- Siege of Uspe: Part of Roman-Bosporan War
| Date | c. 49 AD |
| Location | Cimmerian Bosporus |
| Result | Aorsic Victory Complete destruction of Uspe; |

Belligerents
- Aorsi: Siraces

Commanders and leaders
- Eunones: Zorsines

Strength
- Unknown: 10,000+

Casualties and losses
- Unknown: 10,000 captured

= Siege of Uspe =

49 sack

The siege of Uspe was a short siege during the brief Roman-Bosporan War between the Siraceni and the Aorsi on the weakly fortified stronghold of Uspe.

==Background and Siege==

Zorsines had been aiding Mithridates III in his war against his brother Cotys I since 40 AD. The Mithridatic faction had been losing, having lost Artezian to the Roman forces sometime in 45 AD.

The siege began after Aorsi commander Eunones crossed the river Panda and noticed that the stronghold had weak defenses that he could use in his favor. Eunones constructed towers to harass the people of the city with darts and arrows to soften their defenses and force them to expedite their surrender. After not being able to take no more, the people of Uspe offered a capitulation of 10,000 hostages, to which the Aorsi declined.

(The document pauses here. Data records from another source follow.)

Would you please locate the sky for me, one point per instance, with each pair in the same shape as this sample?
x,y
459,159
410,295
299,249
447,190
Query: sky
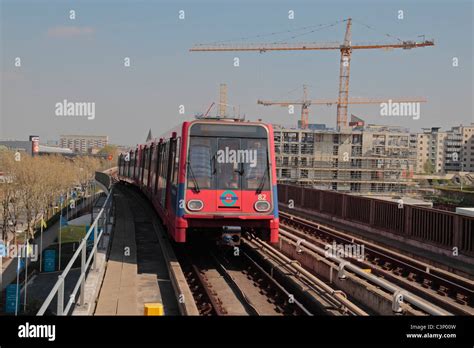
x,y
82,60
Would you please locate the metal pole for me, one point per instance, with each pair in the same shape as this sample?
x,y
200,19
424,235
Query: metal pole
x,y
26,273
17,295
83,271
60,295
60,228
95,246
41,243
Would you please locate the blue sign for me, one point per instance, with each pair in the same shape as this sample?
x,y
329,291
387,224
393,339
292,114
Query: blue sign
x,y
91,236
49,261
12,299
63,221
229,198
20,264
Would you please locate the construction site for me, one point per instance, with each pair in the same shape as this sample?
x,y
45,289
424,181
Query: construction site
x,y
352,156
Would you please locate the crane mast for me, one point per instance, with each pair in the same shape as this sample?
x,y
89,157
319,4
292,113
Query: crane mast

The siege in total would have begun and finished within one day if nightfall had not stopped the conflict. Not being able to hold out against the Aorsi for too long, Zorsines sued for peace and acknowledge the superiority of Claudius.

After Mithridates learned of his ally's defeat, he also sued for peace as he found his troop numbers not sufficient to continue the war.